In an instant Micah was beside me, although I nev
er saw him move. He lifted a hand and gently captured one tendril between finger and thumb. That secretive smile touched his lips again.
“So soft,” he whispered, then bent his head and kissed that lock of my hair. When he glanced up, those dark eyes were near mine, that mouth so close that I could almost feel it on my own lips. I caught my breath, felt my eyes widen, and saw that sparkle light his eyes. There was a moment in which we stared at each other, a moment in which time stood still, a moment in which there was nowhere else I wanted to be.
Then he kissed me.
I could have stepped back. I could have ensured that he never touched me. But one kiss, one kiss was nothing. A taste. A tease. A temptation.
And it had been so long since I’d kissed anyone.
I let him kiss me, and he seemed to understand that I wouldn’t give much, not without being persuaded to do so. The first touch of his lips was as light as the brush of a butterfly’s wings. Ethereal. Almost illusory. I made some small involuntary sound – one of disappointment – and he bent close again, his kiss soft upon my mouth.
Persuasive.
Tender.
I thought of Micah helpless to save his child. I thought of the wife he had lost. I recalled my own mourning of my mother. I remembered how our small family had dissolved and scattered in her absence, and guessed that he had experienced a similar loss. The same sense of having no direction. Of being lost. Adrift.
Alone.
The isolation must have been worse for Micah. I had had my father, barricaded as he had been in his own grief. And my brother, Rick, now on the other side of the world and estranged. We had had the comfort of each other’s physical presence, at least.
But Micah . . . Micah had been all alone.

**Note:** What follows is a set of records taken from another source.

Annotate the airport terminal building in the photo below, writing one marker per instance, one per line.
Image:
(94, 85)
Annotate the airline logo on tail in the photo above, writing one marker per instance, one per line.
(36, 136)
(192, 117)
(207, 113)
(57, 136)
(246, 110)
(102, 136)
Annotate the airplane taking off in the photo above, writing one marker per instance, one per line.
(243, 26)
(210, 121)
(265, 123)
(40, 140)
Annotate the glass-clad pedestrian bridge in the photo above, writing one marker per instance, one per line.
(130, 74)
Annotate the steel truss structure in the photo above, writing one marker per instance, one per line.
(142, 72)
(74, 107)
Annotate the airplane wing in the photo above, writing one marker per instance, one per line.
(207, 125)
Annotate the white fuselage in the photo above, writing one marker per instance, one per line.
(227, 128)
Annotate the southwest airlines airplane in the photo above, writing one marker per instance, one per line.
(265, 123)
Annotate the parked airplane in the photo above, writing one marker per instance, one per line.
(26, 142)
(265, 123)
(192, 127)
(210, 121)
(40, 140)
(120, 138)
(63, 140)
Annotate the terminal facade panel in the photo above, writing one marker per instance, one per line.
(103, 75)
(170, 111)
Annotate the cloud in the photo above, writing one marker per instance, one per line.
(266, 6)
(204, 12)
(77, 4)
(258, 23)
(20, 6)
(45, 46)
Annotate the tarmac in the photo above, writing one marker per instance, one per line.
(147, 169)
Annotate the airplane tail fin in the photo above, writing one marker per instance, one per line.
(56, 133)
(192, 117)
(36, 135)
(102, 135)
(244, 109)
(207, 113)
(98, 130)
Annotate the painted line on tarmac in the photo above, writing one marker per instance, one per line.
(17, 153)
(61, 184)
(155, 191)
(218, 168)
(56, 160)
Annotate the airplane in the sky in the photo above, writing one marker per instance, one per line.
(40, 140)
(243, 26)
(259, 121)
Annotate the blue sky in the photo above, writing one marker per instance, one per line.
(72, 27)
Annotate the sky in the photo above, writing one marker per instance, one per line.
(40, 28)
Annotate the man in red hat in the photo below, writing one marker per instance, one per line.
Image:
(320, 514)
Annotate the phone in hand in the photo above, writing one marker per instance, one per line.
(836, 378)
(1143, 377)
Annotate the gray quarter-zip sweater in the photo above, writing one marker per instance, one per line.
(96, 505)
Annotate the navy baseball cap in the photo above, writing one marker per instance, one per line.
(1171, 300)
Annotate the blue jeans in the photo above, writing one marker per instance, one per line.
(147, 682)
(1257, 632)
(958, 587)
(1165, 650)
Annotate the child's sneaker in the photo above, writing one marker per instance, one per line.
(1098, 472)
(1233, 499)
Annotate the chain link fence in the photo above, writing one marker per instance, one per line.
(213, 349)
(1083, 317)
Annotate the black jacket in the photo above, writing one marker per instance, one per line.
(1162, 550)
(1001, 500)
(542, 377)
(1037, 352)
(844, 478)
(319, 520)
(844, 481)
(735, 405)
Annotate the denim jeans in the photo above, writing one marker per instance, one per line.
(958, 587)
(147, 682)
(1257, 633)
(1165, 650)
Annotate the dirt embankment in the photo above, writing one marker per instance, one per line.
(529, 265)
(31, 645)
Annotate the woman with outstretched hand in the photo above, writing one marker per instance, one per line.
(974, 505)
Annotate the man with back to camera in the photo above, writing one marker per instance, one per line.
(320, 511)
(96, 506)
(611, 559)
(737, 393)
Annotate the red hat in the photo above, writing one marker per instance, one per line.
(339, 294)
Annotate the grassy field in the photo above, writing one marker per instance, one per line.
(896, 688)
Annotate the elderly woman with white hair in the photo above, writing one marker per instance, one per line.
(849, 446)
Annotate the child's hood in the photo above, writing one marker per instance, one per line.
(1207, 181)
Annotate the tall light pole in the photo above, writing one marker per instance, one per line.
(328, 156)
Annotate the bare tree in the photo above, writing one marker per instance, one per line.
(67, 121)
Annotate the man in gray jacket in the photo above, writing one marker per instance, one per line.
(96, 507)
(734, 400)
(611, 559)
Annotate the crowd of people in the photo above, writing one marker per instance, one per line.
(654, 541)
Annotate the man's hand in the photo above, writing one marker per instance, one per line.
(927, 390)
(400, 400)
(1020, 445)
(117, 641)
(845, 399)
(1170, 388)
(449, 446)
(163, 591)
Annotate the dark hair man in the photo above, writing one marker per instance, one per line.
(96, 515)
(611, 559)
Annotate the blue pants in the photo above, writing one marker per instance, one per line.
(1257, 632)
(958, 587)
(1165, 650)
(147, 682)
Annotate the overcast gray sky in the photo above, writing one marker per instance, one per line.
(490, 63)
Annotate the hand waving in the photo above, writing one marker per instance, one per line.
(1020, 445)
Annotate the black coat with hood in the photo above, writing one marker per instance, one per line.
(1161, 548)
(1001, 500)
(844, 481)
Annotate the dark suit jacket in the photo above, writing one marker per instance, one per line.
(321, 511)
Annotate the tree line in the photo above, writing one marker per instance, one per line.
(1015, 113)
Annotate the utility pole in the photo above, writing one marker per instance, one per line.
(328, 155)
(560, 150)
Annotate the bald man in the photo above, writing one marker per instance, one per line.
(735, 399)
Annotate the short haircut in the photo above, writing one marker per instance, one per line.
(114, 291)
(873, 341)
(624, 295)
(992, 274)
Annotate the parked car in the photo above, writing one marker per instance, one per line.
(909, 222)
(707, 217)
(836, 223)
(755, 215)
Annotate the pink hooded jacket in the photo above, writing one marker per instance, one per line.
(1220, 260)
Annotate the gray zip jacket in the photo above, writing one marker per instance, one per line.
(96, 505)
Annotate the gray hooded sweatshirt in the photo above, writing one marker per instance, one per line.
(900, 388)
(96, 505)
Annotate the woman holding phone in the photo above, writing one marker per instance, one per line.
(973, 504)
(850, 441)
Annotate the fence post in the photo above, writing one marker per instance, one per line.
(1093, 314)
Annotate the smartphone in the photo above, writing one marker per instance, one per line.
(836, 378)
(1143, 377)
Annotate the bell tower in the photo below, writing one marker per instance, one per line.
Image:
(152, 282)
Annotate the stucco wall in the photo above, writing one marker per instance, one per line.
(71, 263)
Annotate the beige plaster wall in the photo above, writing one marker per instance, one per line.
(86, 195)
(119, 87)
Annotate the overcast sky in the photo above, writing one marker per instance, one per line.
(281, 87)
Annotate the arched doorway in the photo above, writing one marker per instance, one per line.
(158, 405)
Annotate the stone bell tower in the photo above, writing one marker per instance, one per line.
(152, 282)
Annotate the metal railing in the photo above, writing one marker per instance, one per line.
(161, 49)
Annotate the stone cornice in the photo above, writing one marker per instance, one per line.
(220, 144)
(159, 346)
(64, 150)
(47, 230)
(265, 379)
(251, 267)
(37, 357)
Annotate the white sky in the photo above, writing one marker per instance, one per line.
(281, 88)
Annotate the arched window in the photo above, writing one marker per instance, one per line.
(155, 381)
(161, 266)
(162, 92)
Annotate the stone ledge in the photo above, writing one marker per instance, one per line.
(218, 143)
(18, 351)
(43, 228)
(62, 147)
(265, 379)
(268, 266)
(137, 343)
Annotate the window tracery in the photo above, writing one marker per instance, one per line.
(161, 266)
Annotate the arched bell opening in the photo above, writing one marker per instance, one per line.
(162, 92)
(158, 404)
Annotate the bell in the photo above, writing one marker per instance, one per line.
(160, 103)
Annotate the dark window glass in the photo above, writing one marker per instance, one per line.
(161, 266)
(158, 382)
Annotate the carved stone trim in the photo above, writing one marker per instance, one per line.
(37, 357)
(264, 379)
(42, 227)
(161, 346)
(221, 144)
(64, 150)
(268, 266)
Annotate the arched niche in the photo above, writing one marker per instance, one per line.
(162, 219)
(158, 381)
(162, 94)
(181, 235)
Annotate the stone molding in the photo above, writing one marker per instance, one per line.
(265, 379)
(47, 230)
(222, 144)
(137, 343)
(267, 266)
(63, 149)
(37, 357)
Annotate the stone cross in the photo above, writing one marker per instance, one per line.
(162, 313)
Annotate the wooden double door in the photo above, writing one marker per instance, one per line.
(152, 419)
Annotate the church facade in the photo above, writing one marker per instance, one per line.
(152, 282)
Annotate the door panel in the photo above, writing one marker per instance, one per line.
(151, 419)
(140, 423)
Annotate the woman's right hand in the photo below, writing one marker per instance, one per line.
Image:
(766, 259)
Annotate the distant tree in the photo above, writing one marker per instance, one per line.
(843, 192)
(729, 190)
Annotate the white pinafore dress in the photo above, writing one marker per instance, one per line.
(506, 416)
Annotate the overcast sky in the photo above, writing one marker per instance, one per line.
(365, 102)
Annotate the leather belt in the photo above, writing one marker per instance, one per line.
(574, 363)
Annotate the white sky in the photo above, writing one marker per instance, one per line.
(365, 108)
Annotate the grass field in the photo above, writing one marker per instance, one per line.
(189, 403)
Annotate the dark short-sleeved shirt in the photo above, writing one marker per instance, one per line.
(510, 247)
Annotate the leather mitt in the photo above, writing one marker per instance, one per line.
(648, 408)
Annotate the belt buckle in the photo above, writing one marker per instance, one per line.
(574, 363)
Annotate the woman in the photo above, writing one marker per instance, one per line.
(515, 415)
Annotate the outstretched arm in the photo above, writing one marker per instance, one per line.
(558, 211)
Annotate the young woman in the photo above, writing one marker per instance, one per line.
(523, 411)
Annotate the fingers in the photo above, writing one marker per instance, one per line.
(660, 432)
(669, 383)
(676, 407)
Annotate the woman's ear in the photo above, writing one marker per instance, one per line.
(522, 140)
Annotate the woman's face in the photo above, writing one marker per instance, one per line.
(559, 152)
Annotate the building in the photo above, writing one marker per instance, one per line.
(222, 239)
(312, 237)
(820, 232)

I kissed him back. There was solace in the common ground of sorrow, purpose in consoling another. Our kiss was sweet and gentle, but then it changed. Then it became more sensual, more rooted in desire than in consolation, more demanding.
More exciting.
I opened my mouth and gripped his shoulders, leaning against him as he caught me close. He knew when to entreat and when to wait, how to drive me crazy as if we’d been lovers for years. I wanted more. I wanted it immediately, and I knew he tasted that in my kiss.
It was unlike any kiss I’d ever had, making all others look like pale shadows of this perfection. It was the kiss I had always wanted and I realized, as he let his tongue tempt mine, that I had been looking for just this kiss.